Good heart recovery program is designed to match the patient’s physical condition and the right diet will also be recommended. By “right” I mean right for that particular patient, because what’s good for one patient might be dangerous for another. The weight also has to be watched, and risk factors such as smoking have to be avoided.

A patient of mine was about 70 years old. She came to see me because she had felt weak for a year. She had had bypass surgery because she once had narrowed artery. She had a heart failure after the operation, and she had had high cholesterol level before. The doctor therefore recommended that she stay away from fatty and salty foods.

She was quite savvy when it comes to food and nutrition. She had done some research and found that meats are high in cholesterol. She also read that salt could cause heart failure due to water retention, and could be found in any food, not just salty-tasting food. So, she only ate vegetables and steamed fish. Her food was either boiled or steamed, and occasionally microwaved.

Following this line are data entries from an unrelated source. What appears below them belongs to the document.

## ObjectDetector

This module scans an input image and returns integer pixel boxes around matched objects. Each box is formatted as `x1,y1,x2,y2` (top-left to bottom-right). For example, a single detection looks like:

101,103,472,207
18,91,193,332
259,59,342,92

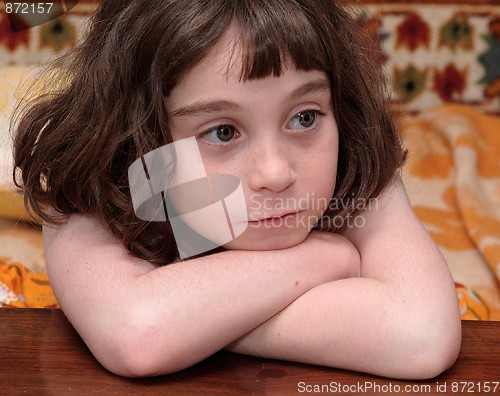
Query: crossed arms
44,182,461,379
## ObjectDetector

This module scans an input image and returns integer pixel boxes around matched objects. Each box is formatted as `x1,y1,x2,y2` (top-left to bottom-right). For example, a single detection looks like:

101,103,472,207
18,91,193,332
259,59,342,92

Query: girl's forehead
181,24,295,82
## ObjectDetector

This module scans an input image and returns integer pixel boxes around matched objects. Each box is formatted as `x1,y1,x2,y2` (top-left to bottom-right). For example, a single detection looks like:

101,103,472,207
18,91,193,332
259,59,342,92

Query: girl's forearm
124,236,359,373
44,216,359,376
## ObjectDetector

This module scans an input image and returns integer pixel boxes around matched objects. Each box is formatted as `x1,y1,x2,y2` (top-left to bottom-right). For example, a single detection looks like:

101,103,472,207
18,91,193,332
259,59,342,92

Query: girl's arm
228,178,461,379
44,215,360,376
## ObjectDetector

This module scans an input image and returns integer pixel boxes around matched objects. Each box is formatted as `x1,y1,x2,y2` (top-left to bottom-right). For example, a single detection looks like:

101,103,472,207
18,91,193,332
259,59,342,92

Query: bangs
232,0,332,81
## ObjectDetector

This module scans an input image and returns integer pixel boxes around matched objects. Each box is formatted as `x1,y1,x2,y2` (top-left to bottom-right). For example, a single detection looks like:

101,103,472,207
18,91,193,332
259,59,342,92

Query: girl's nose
249,142,296,192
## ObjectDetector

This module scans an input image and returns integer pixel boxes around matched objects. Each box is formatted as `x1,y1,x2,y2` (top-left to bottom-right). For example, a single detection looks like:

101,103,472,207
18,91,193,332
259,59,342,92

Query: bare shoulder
344,178,448,276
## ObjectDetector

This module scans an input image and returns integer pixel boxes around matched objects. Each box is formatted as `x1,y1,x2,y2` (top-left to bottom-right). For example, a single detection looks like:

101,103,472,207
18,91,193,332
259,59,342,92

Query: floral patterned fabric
359,0,500,113
0,0,500,113
0,0,500,320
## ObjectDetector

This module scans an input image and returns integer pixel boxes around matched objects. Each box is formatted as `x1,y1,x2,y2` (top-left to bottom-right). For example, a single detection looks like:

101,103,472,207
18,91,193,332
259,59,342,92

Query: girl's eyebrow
172,78,330,117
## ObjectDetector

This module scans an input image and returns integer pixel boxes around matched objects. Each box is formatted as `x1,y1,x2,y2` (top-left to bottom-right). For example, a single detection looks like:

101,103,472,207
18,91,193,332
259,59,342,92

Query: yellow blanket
399,105,500,320
0,106,500,320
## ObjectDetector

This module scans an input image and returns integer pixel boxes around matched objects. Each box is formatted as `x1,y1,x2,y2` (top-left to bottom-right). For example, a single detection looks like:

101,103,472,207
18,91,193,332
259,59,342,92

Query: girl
15,0,461,379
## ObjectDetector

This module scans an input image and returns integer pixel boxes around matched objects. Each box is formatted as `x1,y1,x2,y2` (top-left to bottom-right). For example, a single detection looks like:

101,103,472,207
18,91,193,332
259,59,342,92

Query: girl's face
166,34,338,250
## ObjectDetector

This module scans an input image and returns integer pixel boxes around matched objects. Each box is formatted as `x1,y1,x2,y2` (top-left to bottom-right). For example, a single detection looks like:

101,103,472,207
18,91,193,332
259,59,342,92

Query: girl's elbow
87,308,187,378
411,308,462,379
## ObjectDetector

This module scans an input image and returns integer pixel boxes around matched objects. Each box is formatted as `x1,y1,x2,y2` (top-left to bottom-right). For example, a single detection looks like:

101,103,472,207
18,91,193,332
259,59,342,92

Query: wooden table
0,308,500,396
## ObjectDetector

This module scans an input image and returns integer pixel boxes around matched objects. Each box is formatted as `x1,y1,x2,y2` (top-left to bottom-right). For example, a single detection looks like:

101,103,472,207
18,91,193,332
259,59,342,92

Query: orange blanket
399,105,500,320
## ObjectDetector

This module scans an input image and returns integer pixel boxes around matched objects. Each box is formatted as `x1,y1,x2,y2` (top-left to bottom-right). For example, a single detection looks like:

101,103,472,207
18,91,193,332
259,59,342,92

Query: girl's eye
202,125,236,144
287,110,319,130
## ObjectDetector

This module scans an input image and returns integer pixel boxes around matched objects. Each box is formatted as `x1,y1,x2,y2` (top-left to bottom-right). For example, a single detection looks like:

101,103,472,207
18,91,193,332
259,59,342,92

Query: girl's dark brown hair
14,0,405,264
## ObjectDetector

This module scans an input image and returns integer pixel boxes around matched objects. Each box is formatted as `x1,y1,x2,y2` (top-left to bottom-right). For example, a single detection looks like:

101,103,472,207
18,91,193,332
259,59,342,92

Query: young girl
15,0,461,379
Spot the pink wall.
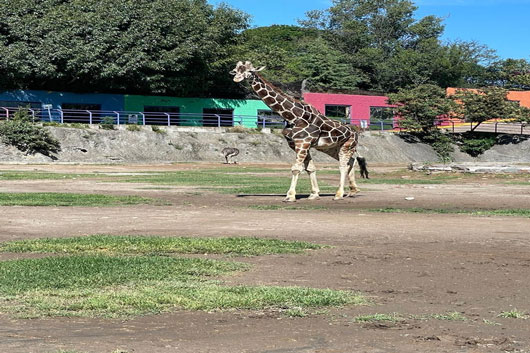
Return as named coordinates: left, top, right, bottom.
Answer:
left=304, top=93, right=395, bottom=125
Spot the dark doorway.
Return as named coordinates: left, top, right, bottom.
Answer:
left=202, top=108, right=234, bottom=126
left=144, top=105, right=182, bottom=125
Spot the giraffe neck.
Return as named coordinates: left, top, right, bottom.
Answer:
left=251, top=73, right=305, bottom=123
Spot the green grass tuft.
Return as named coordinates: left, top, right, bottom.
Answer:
left=498, top=309, right=530, bottom=320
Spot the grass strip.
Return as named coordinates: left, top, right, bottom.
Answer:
left=247, top=205, right=329, bottom=211
left=0, top=255, right=364, bottom=317
left=0, top=235, right=324, bottom=256
left=367, top=207, right=530, bottom=217
left=0, top=192, right=167, bottom=207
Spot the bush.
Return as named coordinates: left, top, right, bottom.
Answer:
left=458, top=132, right=497, bottom=157
left=127, top=125, right=141, bottom=131
left=151, top=125, right=166, bottom=134
left=0, top=109, right=61, bottom=156
left=100, top=116, right=114, bottom=130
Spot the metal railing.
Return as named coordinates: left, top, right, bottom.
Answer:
left=0, top=107, right=399, bottom=131
left=436, top=120, right=530, bottom=135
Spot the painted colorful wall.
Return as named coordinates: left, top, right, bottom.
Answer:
left=446, top=87, right=530, bottom=108
left=125, top=95, right=270, bottom=128
left=0, top=90, right=123, bottom=111
left=304, top=93, right=395, bottom=125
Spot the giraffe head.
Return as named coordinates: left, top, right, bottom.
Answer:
left=230, top=61, right=265, bottom=82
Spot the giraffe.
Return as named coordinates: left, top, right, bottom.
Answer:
left=230, top=61, right=359, bottom=202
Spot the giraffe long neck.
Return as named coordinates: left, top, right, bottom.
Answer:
left=251, top=73, right=305, bottom=123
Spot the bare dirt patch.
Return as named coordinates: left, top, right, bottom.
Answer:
left=0, top=164, right=530, bottom=353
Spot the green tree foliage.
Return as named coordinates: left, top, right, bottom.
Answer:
left=236, top=25, right=363, bottom=91
left=451, top=87, right=525, bottom=131
left=301, top=0, right=490, bottom=92
left=0, top=109, right=61, bottom=156
left=0, top=0, right=247, bottom=96
left=388, top=84, right=456, bottom=132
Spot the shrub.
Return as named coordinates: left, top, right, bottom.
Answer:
left=0, top=109, right=61, bottom=157
left=127, top=125, right=141, bottom=131
left=100, top=116, right=114, bottom=130
left=151, top=125, right=166, bottom=134
left=458, top=132, right=497, bottom=157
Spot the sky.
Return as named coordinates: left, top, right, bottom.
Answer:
left=208, top=0, right=530, bottom=60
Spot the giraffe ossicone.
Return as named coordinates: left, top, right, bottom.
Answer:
left=230, top=61, right=359, bottom=202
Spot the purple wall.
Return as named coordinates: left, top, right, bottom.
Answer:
left=304, top=93, right=395, bottom=125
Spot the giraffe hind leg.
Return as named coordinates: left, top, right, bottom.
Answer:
left=304, top=153, right=320, bottom=200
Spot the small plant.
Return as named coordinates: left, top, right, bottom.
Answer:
left=354, top=313, right=404, bottom=322
left=498, top=309, right=530, bottom=320
left=458, top=132, right=497, bottom=157
left=226, top=125, right=261, bottom=134
left=151, top=125, right=167, bottom=134
left=168, top=142, right=184, bottom=151
left=431, top=311, right=467, bottom=321
left=127, top=124, right=141, bottom=131
left=100, top=116, right=114, bottom=130
left=0, top=109, right=61, bottom=157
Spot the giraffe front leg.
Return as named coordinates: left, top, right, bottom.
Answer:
left=333, top=146, right=353, bottom=200
left=347, top=157, right=360, bottom=197
left=283, top=142, right=309, bottom=202
left=305, top=153, right=320, bottom=200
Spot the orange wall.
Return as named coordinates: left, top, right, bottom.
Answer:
left=447, top=87, right=530, bottom=108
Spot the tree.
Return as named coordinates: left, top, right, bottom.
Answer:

She did that strictly, and in one year her weight gradually reduced from 50 kg to 45, 43, 40 and finally 37 kg when she was in her wheelchair and came to see me.

After physical examination, I found that she was malnourished and her muscles were all weak. She had to increase her food intake and did physical therapy to increase muscle strength. After a month or so, she became stronger and could walk for 20-30 minutes. Her weight was back to 47 kg, which was proportionate with her height. At present, she understands that “watching” her food does not mean “avoiding” food.

So, Buddhist believes of “middle path” is also true when it comes to how to look after yourself as a heart patient.

Prof Nithi Mahanonda is consultant cardiologist and interventionist, Perfect Heart Institute.